Giving academic medical centers the same flexibility to structure physician compensation as group practices would not create any additional risk of abuse. It would do nothing more than create a level playing field for group practices and faculty practice plans. Moreover, for those faculty practice plans that qualify as a group practice and compensate their physicians accordingly (but inconsistent with the AMC Exception), it is unreasonable to deprive them and their affiliated teaching hospitals of the protection the AMC Exception provides for indirect compensation arrangements. Although these faculty practice plans could rely on the Final Stark Rule’s new indirect compensation exception, this would defeat HCFA’s objective to create a broad AMC Exception that addresses all of the legitimate direct and indirect financial relationships among the components of an academic medical center.
Thus, permitting academic medical centers the same flexibility to structure compensation as group practices would not undermine the important policy concerns of the Stark Law.
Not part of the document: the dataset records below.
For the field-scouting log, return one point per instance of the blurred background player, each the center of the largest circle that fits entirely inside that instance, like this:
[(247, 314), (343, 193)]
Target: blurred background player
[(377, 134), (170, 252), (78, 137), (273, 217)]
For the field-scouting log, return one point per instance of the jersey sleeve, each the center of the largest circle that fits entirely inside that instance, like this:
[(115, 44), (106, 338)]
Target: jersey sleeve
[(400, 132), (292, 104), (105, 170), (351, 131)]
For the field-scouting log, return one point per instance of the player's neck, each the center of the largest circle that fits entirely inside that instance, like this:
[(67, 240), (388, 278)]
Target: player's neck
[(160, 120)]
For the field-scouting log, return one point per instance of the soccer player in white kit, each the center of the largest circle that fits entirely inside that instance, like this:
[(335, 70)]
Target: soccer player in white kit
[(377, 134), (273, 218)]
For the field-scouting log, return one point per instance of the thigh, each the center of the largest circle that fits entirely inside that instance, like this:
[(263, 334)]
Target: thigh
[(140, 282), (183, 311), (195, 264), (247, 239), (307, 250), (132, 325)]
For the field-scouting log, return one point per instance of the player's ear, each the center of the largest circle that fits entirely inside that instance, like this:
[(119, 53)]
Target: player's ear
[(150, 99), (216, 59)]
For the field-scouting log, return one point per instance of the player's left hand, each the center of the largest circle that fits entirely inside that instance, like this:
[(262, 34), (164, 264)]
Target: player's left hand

The AMC Exception appears to have been intended to protect the array of direct and indirect financial relationships that arise in the academic medical center context. However, notwithstanding its intended breadth, the AMC Exception contains design flaws that significantly limit its utility. Specifically, the AMC Exception’s definition of "academic medical center" is unnecessarily narrow, and its "set in advance" and volume/value standards unnecessarily deprive academic medical centers of the flexibility enjoyed by other employers and group practices to fashion compensation methodologies that provide an incentive for increased productivity. Unless revised by HCFA, many academic medical centers will still need to rely on other sometimes ill-suited exceptions (e.g., the in-office ancillary services exception, the employment exception and the indirect compensation exception) to protect the various legitimate financial relationships among components of the academic medical center. Thus, academic medical centers may wish to take advantage of the extended comment period (ending June 4, 2001) for the Final Stark Rule to seek revisions to the AMC Exception.